C. trauma. Episodes of gout can be triggered by excessive alcohol intake, use of certain drugs, and trauma.
Which statement indicates a nurse needs more teaching about bone healing? An event that occurs following a bone fracture is: A) development of a blood clot in the medullary canal. B) leukocyte infiltration into bone tissue. C) blood vessel growth at the fracture site. D) an increase in the number of osteoclasts at the fracture site.
D. an increase in the number of osteoclasts at the fracture site. Osteoblasts migrate to the site of injury to repair the fractured bone tissue.
A nurse is asked what causes endogenous osteomyelitis. What is the nurses best response? The cause of most cases of endogenous osteomyelitis is (are): A) fungal skin infection. B) viral pneumonia. C) parasitic infection from a dog bite. D) blood-borne bacteria.
D. blood-borne bacteria. Endogenous osteomyelitis is caused by blood-borne infections. The specific causative organisms differ among age and population groups.
A patient has osteomyelitis. When the nurse is reviewing the lab results, which organism will the nurse most likely observe on the report?
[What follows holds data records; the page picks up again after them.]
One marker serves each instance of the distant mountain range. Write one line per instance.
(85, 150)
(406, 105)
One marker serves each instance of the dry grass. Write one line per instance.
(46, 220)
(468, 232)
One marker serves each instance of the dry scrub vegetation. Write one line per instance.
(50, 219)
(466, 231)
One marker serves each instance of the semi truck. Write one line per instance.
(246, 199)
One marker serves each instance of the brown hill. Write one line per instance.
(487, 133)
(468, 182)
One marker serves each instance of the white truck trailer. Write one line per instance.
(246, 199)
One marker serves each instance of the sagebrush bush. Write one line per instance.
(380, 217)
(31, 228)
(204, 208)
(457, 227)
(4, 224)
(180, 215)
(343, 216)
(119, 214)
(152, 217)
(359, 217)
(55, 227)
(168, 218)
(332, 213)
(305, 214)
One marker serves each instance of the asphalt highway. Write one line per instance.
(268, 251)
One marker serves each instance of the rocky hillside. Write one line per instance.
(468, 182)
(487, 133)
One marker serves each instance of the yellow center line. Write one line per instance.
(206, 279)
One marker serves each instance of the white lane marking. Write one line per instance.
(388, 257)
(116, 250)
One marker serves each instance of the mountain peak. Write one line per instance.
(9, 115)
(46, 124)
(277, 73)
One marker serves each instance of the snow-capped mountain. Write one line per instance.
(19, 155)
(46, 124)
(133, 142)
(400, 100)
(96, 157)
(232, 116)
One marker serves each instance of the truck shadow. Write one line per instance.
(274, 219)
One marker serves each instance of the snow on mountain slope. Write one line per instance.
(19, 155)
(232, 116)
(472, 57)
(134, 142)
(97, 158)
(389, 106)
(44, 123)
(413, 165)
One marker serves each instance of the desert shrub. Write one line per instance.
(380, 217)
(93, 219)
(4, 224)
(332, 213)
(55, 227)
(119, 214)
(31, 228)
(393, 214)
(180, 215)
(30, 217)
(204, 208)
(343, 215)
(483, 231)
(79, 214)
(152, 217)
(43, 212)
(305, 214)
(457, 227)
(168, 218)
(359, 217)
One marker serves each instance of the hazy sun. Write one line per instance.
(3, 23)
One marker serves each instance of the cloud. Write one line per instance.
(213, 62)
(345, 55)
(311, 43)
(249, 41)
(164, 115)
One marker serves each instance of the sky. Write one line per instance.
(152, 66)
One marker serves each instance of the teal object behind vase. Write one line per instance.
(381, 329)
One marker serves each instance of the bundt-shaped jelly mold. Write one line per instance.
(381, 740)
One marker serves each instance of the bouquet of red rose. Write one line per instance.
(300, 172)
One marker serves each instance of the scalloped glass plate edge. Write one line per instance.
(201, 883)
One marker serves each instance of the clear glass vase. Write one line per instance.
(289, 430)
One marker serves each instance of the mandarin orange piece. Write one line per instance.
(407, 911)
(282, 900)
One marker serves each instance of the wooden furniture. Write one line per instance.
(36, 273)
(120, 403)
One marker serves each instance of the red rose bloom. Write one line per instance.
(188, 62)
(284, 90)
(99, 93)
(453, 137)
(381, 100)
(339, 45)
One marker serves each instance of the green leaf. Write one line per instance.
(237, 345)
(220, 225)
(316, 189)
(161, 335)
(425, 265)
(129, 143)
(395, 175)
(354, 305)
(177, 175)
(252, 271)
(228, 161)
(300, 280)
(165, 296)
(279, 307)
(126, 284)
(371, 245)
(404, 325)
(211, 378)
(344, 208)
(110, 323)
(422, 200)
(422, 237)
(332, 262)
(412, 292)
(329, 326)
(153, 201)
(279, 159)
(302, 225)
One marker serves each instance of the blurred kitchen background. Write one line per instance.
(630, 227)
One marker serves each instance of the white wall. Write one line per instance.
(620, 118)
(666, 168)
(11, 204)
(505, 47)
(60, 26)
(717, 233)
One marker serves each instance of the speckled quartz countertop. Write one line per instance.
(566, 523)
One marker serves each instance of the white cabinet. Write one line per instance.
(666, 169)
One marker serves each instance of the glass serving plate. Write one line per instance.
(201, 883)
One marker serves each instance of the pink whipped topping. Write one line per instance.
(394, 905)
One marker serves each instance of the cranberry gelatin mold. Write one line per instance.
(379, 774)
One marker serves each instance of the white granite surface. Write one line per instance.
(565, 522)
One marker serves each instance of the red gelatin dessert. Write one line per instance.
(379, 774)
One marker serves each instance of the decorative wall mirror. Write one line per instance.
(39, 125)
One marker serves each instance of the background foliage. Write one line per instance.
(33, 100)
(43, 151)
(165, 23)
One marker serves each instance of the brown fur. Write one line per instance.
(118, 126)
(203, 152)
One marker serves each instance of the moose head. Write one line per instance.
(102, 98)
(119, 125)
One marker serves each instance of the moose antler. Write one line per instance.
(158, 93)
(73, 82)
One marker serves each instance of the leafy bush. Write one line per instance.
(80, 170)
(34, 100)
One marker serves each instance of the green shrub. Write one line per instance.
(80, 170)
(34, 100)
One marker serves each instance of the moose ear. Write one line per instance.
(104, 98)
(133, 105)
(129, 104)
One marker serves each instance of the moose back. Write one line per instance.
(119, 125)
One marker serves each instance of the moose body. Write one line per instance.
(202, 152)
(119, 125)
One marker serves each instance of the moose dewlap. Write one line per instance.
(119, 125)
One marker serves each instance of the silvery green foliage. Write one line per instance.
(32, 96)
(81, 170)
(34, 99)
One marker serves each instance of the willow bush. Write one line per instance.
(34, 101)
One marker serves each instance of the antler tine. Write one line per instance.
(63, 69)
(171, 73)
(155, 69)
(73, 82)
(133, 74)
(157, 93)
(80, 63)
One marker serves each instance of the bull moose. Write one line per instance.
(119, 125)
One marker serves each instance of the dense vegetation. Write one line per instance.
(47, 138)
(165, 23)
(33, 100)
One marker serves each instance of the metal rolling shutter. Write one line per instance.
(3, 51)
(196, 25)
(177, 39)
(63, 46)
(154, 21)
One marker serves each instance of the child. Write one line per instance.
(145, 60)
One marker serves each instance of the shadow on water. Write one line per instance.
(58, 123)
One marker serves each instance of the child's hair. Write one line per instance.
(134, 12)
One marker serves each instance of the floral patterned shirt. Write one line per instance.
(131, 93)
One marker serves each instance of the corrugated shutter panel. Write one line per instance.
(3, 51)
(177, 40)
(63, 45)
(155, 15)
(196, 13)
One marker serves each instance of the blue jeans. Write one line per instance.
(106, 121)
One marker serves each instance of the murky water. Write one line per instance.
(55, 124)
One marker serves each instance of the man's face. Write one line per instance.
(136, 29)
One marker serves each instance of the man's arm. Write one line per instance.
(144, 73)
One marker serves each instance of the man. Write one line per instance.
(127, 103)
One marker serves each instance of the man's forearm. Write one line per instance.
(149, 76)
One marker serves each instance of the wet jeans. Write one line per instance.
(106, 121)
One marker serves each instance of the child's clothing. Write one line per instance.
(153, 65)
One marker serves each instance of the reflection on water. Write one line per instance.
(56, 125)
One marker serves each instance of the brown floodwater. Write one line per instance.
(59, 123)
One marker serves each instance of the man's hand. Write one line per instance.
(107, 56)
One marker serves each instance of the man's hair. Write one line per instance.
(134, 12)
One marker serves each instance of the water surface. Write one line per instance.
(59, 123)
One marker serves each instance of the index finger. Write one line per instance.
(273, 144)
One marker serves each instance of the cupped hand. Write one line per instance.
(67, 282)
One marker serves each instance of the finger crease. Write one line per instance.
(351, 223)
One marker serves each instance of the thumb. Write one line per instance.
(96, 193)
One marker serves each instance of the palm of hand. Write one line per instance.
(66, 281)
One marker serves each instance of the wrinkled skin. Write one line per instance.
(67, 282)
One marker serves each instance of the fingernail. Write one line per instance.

A) Fungus B) Parasite C) Virus D) Bacteria
D. Bacteria Osteomyelitis is a bone infection most often caused by bacteria.
Which assessment finding is typical in a patient with rheumatoid arthritis? A) Subluxation B) Fractures C) Infection D) Fever
D. Fever Fever can manifest with rheumatoid arthritis.
A patient has gout. Which complication should the nurse most monitor for in this patient? A) Coronary artery disease B) Osteoarthritis C) Contractures D) Renal stones
D. Renal stones Individuals with gout are 1000 times more likely to develop renal stones. An excessive uric acid level in the blood in gout promotes the development of uric acid calculi (stones) in the kidneys.
A nurse is describing the pathophysiology of osteomalacia. Which information should the nurse include? The pathophysiology of osteomalacia involves: A) increased concentration of phosphate serum levels. B) collagen breakdown in the bone matrix. C) osteoclast activity that is increased. D) low calcium levels and secretion of parathyroid hormone (PTH).
D. low calcium levels and secretion of parathyroid hormone (PTH). Low plasma calcium levels stimulate increased synthesis and secretion of PTH.
Patients with osteoporosis should be assessed by the nurse for the risk of: A) rhabdomyolysis. B) osteomyelitis. C) osteomalacia. D) pathologic bone fractures.
D. pathologic bone fractures. Osteoporosis weakens the bone structure and increases the risk of fracture.